| Summary: | build is dead | ||||||
|---|---|---|---|---|---|---|---|
| Product: | Community | Reporter: | David Williams <david_williams> | ||||
| Component: | Servers | Assignee: | Eclipse Webmaster <webmaster> | ||||
| Status: | RESOLVED FIXED | QA Contact: | |||||
| Severity: | blocker | ||||||
| Priority: | P3 | CC: | aniefer, christian.campo, nicolas.bros, pwebster, remy.suen | ||||
| Version: | unspecified | ||||||
| Target Milestone: | --- | ||||||
| Hardware: | PC | ||||||
| OS: | Windows 7 | ||||||
| Whiteboard: | |||||||
| Attachments: |
|
||||||
|
Description
David Williams
Yep, it's dead, and I cannot even reach its management interface. I've opened a ticket with the Data Center to have it restarted. That should happen soon-ish. Created attachment 187556 [details]

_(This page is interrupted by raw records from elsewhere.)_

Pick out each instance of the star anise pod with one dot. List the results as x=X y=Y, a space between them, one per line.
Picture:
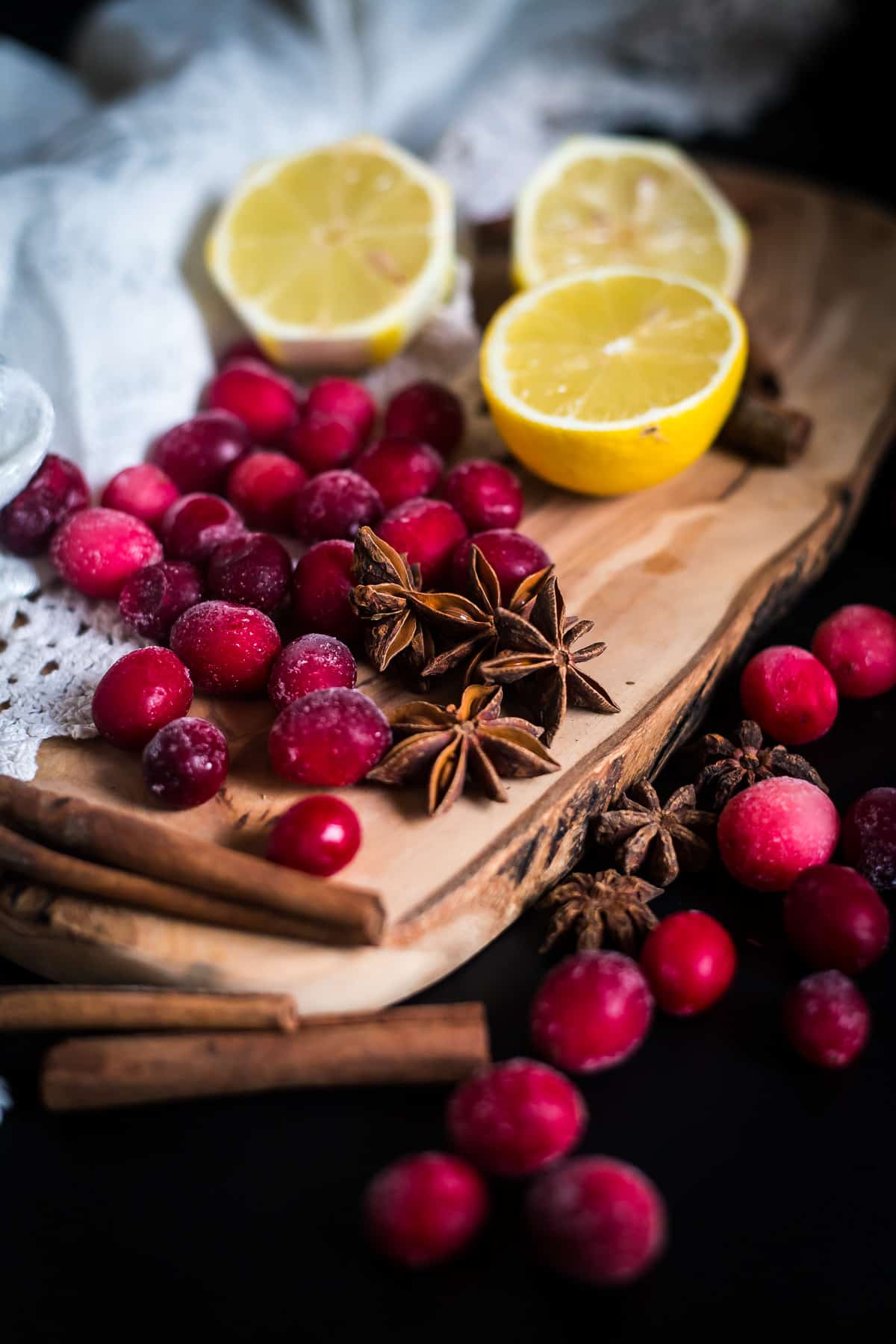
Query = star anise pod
x=536 y=648
x=602 y=907
x=656 y=836
x=727 y=769
x=454 y=742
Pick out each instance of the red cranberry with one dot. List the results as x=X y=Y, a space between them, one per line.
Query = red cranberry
x=429 y=411
x=425 y=1209
x=55 y=492
x=768 y=833
x=516 y=1117
x=598 y=1221
x=139 y=695
x=689 y=961
x=329 y=738
x=857 y=645
x=835 y=918
x=99 y=549
x=827 y=1019
x=790 y=694
x=314 y=663
x=227 y=648
x=186 y=762
x=152 y=598
x=319 y=835
x=199 y=453
x=591 y=1011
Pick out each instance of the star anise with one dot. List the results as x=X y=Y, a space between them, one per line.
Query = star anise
x=536 y=648
x=602 y=907
x=727 y=769
x=454 y=742
x=656 y=836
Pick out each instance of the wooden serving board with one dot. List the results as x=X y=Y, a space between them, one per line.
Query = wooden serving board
x=676 y=579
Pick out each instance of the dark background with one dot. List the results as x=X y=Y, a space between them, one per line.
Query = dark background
x=238 y=1219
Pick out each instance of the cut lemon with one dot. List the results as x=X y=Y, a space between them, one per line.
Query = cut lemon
x=615 y=379
x=608 y=201
x=336 y=257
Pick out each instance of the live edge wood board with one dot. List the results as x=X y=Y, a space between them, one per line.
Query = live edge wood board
x=677 y=581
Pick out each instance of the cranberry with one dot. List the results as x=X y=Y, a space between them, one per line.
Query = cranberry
x=195 y=524
x=827 y=1019
x=199 y=453
x=429 y=411
x=426 y=531
x=99 y=549
x=319 y=835
x=768 y=833
x=139 y=695
x=227 y=648
x=591 y=1011
x=425 y=1209
x=186 y=764
x=516 y=1117
x=152 y=598
x=835 y=918
x=329 y=737
x=790 y=694
x=314 y=663
x=689 y=961
x=598 y=1221
x=55 y=492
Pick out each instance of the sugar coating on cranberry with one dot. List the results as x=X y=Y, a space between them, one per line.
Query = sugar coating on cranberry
x=186 y=764
x=514 y=1117
x=227 y=648
x=827 y=1019
x=139 y=694
x=55 y=492
x=770 y=833
x=425 y=1209
x=329 y=738
x=317 y=835
x=835 y=918
x=598 y=1221
x=591 y=1011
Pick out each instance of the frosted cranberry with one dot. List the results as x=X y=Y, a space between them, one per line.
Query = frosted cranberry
x=329 y=738
x=827 y=1019
x=768 y=833
x=264 y=490
x=195 y=524
x=429 y=411
x=591 y=1011
x=425 y=1209
x=319 y=835
x=857 y=645
x=227 y=648
x=426 y=531
x=689 y=961
x=598 y=1221
x=99 y=549
x=516 y=1117
x=335 y=504
x=152 y=598
x=199 y=453
x=139 y=695
x=253 y=569
x=511 y=554
x=186 y=764
x=835 y=918
x=314 y=663
x=55 y=492
x=790 y=694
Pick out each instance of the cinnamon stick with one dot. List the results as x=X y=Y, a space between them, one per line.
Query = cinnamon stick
x=418 y=1045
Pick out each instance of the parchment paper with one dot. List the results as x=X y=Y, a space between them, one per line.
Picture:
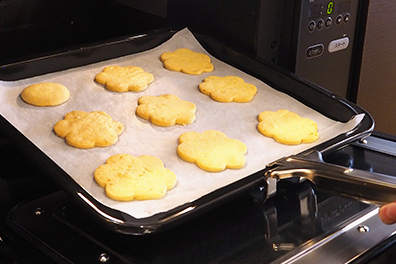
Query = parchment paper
x=236 y=120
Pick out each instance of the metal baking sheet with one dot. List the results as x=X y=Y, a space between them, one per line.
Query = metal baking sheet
x=236 y=120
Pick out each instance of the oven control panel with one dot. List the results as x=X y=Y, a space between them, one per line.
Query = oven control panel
x=324 y=43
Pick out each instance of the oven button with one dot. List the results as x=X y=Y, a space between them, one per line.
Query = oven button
x=328 y=22
x=339 y=20
x=311 y=26
x=320 y=24
x=338 y=44
x=314 y=51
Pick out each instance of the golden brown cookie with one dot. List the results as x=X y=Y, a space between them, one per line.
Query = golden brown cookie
x=228 y=89
x=123 y=79
x=88 y=129
x=187 y=61
x=45 y=94
x=287 y=127
x=126 y=178
x=166 y=110
x=212 y=150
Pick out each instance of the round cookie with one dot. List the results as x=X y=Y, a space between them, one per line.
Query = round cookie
x=212 y=150
x=187 y=61
x=228 y=89
x=166 y=110
x=45 y=94
x=287 y=127
x=124 y=79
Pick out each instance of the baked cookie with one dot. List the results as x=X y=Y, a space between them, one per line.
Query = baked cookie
x=187 y=61
x=123 y=79
x=126 y=178
x=228 y=89
x=45 y=94
x=287 y=127
x=166 y=110
x=212 y=150
x=87 y=130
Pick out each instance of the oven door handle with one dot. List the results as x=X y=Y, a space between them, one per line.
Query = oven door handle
x=367 y=187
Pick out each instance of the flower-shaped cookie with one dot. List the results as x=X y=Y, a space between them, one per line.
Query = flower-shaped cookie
x=87 y=130
x=287 y=127
x=228 y=89
x=126 y=178
x=123 y=79
x=166 y=110
x=212 y=150
x=187 y=61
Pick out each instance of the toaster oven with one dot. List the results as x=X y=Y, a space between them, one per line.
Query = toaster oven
x=257 y=218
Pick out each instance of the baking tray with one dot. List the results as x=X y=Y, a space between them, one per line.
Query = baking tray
x=309 y=95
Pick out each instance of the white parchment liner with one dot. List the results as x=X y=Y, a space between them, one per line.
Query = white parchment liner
x=236 y=120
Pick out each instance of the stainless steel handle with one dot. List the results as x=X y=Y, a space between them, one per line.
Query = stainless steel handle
x=368 y=187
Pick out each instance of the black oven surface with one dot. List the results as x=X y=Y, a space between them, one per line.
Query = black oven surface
x=41 y=223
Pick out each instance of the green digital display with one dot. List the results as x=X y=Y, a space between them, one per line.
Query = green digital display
x=318 y=10
x=330 y=7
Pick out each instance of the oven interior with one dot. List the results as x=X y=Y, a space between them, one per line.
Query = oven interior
x=40 y=222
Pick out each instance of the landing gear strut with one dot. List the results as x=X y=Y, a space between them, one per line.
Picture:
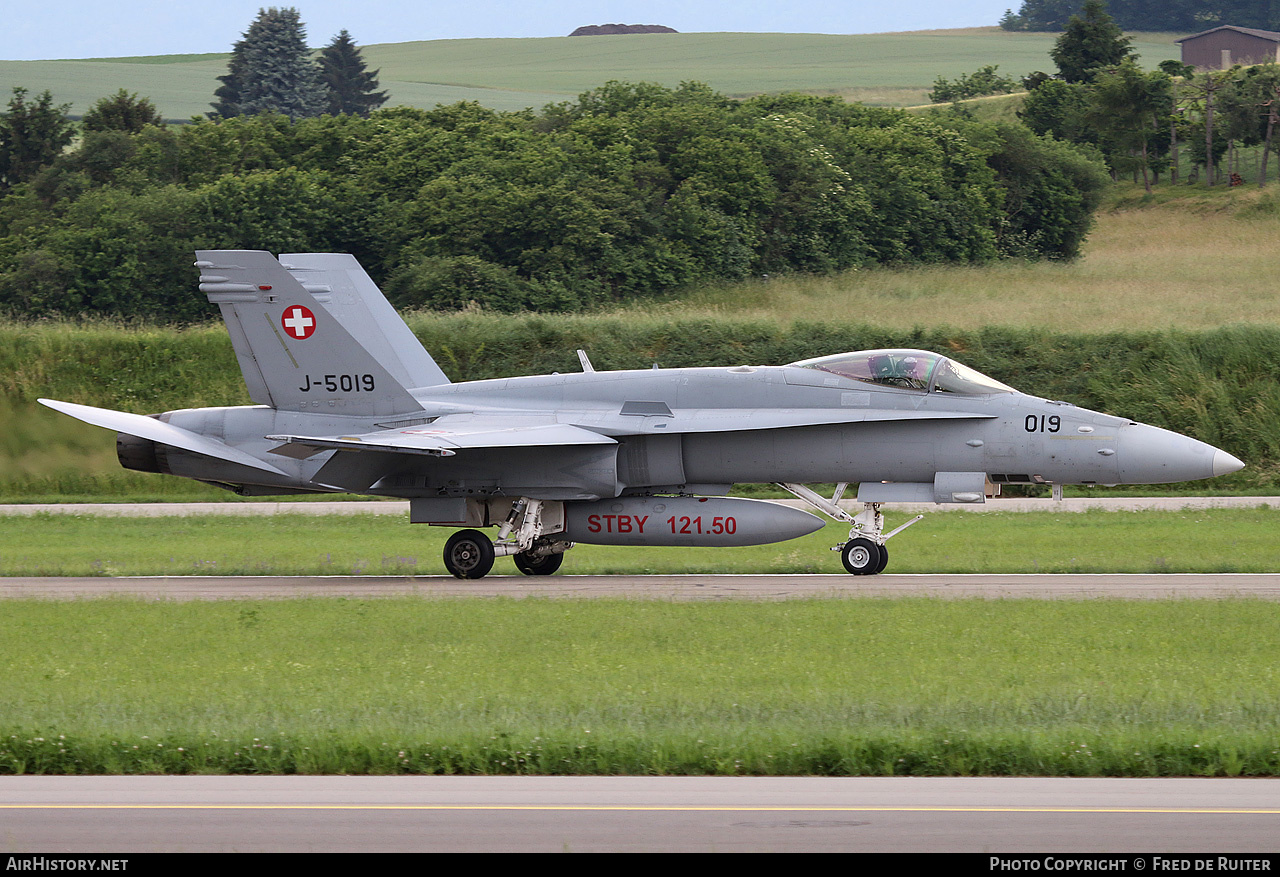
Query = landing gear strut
x=470 y=553
x=864 y=555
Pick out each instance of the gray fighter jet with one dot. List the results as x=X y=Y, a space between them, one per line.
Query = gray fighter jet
x=348 y=401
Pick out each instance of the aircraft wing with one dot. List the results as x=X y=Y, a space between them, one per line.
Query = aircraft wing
x=156 y=430
x=641 y=418
x=442 y=439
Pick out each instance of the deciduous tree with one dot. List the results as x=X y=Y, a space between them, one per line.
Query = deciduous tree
x=1091 y=42
x=122 y=112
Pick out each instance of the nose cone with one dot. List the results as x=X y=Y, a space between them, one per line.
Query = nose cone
x=1225 y=464
x=1150 y=455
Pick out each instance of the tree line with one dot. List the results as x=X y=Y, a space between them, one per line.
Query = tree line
x=1139 y=122
x=1185 y=16
x=631 y=190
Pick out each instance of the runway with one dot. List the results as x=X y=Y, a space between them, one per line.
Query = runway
x=586 y=814
x=657 y=587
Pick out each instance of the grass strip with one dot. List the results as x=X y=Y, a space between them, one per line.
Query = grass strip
x=817 y=686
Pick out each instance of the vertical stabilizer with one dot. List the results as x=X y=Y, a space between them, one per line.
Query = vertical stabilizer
x=293 y=352
x=338 y=282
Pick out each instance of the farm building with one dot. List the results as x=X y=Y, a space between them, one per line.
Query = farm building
x=1224 y=46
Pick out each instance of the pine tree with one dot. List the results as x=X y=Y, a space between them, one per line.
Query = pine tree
x=351 y=87
x=272 y=71
x=31 y=136
x=1089 y=44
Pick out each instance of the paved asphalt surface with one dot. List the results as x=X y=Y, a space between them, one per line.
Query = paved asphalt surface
x=583 y=814
x=670 y=587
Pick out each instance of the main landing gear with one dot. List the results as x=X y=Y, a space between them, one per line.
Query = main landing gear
x=470 y=553
x=864 y=555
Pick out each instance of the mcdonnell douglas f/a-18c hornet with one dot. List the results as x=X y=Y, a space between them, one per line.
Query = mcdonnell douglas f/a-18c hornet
x=347 y=400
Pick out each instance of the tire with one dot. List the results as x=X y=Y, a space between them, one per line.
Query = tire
x=538 y=566
x=863 y=557
x=469 y=555
x=880 y=567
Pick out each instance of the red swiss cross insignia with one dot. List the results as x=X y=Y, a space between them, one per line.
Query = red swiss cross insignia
x=298 y=321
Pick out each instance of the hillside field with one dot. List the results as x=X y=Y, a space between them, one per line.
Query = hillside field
x=894 y=69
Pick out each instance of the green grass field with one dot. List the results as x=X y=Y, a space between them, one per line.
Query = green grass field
x=823 y=686
x=48 y=544
x=508 y=74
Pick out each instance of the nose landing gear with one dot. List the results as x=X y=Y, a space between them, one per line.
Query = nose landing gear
x=864 y=555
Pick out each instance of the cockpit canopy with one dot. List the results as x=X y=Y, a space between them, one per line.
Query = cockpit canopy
x=910 y=369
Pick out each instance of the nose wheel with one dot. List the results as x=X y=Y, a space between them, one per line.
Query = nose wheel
x=863 y=557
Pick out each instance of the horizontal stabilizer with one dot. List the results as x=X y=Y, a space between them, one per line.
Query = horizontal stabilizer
x=442 y=442
x=156 y=430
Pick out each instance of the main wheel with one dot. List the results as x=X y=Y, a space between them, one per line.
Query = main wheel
x=469 y=555
x=880 y=567
x=863 y=557
x=538 y=566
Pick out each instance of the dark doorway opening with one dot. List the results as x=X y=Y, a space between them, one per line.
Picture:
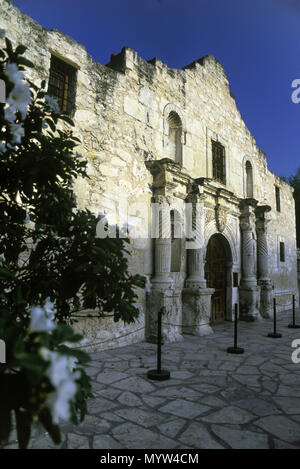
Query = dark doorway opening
x=216 y=273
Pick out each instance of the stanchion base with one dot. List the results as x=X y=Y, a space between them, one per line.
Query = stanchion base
x=274 y=336
x=158 y=375
x=236 y=350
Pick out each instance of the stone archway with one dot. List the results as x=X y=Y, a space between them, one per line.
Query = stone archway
x=218 y=275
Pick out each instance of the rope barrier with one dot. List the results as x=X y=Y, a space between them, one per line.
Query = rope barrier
x=111 y=339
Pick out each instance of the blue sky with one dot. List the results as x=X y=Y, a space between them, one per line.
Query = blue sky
x=257 y=42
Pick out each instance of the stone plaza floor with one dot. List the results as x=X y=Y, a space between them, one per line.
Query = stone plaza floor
x=213 y=399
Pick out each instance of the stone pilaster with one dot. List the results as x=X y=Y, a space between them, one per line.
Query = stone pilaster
x=163 y=293
x=266 y=289
x=248 y=290
x=196 y=298
x=162 y=252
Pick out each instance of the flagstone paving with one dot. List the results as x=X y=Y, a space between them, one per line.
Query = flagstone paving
x=213 y=399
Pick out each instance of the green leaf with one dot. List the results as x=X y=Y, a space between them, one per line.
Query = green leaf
x=66 y=119
x=5 y=421
x=20 y=49
x=53 y=430
x=23 y=61
x=23 y=420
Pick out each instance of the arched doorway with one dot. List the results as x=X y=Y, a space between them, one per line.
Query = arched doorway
x=218 y=264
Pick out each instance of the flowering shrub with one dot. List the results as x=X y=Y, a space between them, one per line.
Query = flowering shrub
x=51 y=263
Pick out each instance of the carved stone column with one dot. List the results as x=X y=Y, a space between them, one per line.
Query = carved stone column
x=163 y=292
x=162 y=252
x=248 y=290
x=196 y=297
x=196 y=277
x=266 y=289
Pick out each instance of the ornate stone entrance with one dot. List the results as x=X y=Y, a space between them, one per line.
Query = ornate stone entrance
x=217 y=264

Build server backend interface
Well, this is interesting. It appears all network communication stopped with the build server just before 11pm ET yesterday, as witnessed by the server's switch activity graph. Both the private and backend interfaces both stopped transmitting at the same time.
Strangely, neither the build server nor the switches it is connected to reported anything wrong with the connection. Normally, if someone disconnects a cable, or the interface goes down for some reason, both the switch and the server would log the event like this, when the server was rebooted yesterday at noon.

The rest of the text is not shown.